Cancer disparities are also seen between genders. Men have a slightly higher chance of being diagnosed with invasive cancer than women, at 40.8% versus 37.5%, the reasons for the higher incidence is largely unknown.11,14 Disparities can even be seen in specific cancers of the head and neck, such as larynx and esophageal cancer, where men experience 4-fold higher rates of incidence and death.11 Thyroid cancer, on the other hand, shows higher rates of incidence in women.15 These statistics indicate that gender should be considered as an important variable when analyzing head and neck cancer outcomes.

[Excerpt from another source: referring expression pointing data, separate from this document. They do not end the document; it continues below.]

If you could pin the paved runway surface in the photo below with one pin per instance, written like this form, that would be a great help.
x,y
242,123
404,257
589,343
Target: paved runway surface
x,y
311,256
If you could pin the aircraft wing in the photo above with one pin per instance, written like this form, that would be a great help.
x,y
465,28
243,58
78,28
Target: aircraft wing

In our study, disparities in incidence-based mortality of LEC were evident between different racial groups, with Caucasians showing a statistically significant increase in mortality from 2000 to 2014. Further, linearized trend analysis on gender showed that all groups except African American/Black males and Asian/Pacific Islander females have experienced a statistically significant increase in incidence-based mortality. This is different from a similar study by Zhan et al where no disparity in 5- and 10-year survival for LEC of the salivary glands was seen when comparing genders or when comparing Caucasians versus other races.7 This difference may be attributed to the fact that our study takes all types of LEC into account rather than just those of the salivary gland. Other possible explanations include that the studies analyzed slightly different time periods and used different databases, as both of these factors could skew the results.

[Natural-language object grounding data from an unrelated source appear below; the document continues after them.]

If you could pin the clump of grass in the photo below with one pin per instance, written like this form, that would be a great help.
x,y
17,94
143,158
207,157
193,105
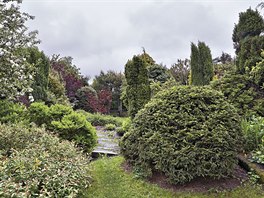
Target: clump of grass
x,y
111,181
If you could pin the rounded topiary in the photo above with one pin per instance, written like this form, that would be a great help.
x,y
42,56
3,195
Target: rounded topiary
x,y
184,132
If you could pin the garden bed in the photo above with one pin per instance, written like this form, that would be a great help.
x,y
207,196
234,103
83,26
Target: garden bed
x,y
199,184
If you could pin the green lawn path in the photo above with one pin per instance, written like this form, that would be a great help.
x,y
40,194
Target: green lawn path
x,y
111,181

It should also be noted that we did not look for associations between LEC and Epstein-Barr virus. This is because previous studies have found that the association is dependent upon racial and geographical factors specific to the endemic areas of the Arctic region and southern China.6,10 Neither of these populations were expected to be heavily represented in the SEER database, but the association between LEC and Epstein-Barr virus should be considered in studies that do include these populations.

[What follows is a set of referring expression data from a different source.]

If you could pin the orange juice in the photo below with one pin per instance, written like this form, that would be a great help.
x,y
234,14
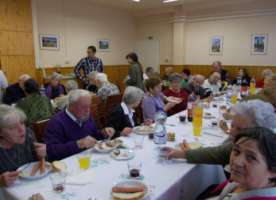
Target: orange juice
x,y
197,120
84,161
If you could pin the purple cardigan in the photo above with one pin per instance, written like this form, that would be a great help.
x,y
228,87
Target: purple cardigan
x,y
62,133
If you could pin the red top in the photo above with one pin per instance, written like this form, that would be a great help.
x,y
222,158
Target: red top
x,y
179,107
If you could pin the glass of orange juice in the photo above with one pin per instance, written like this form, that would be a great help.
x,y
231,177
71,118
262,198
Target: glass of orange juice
x,y
84,160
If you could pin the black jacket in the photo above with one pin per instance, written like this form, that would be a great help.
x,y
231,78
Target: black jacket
x,y
118,120
13,93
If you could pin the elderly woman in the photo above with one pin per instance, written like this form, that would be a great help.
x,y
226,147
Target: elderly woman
x,y
105,88
267,94
213,83
175,91
55,88
17,144
153,101
253,113
36,106
252,167
124,113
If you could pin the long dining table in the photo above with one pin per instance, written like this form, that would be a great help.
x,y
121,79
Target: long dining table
x,y
166,179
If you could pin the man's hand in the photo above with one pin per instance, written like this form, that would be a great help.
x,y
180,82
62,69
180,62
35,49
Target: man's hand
x,y
108,132
40,150
126,131
86,142
8,178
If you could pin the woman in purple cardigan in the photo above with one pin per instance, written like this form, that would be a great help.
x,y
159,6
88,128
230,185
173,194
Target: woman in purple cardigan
x,y
55,88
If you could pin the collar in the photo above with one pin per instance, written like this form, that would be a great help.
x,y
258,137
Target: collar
x,y
126,110
71,116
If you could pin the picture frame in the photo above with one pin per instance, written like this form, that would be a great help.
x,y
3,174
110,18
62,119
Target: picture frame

There are many inherent limitations that must be taken into account. The most significant limitation is sample size, especially with regards to American Indians/Alaskan Natives. As noted in Table 1, there were only 5 reported cases of LEC in this population from 2000 to 2014. Such a small sample size makes it difficult to draw conclusions from linearized trend analysis, but we maintain that the available data should still be analyzed. Additionally, because we examined incidence-based mortality only, important variables such as age at diagnosis and stage of disease at diagnosis were left out. These can be indicators of disease prognosis but were not available in the SEER database.

Conclusion

This study analyzes the influence of race and gender on incidence-based mortality of lymphoepithelial carcinoma in patients represented in the SEER database from 2000 to 2014. Most of the racial groups analyzed, with the exception of African Americans/Blacks, showed an increase in mortality over the years. Most of the gender groups analyzed also showed an increase in mortality, with Asian/Pacific Islander females and African American/Black males being the exceptions. This study is “hypothesis generating” and hence a starting point for a larger and a more detailed study. Future studies should examine the etiology, clinical course, and cure rates of LEC in order to further investigate this rare but important cancer.

Ethics Statement

This study is based on a publicly available national database which has de-identified patient data with no patient contact or intervention.

Acknowledgments

Preliminary results shown in the study were presented as an abstract at ASCO 2019 and may be found at https://ascopubs.org/action/showCitFormats?doi=10.1200/JCO.2019.37.15_suppl.e17583. This manuscript is not under consideration in any other journal. The authors declare that there was no funding for this study. All authors have read the manuscript and agree to the content.

Funding

There is no funding to report.

Disclosure

The authors report no conflicts of interest in this work.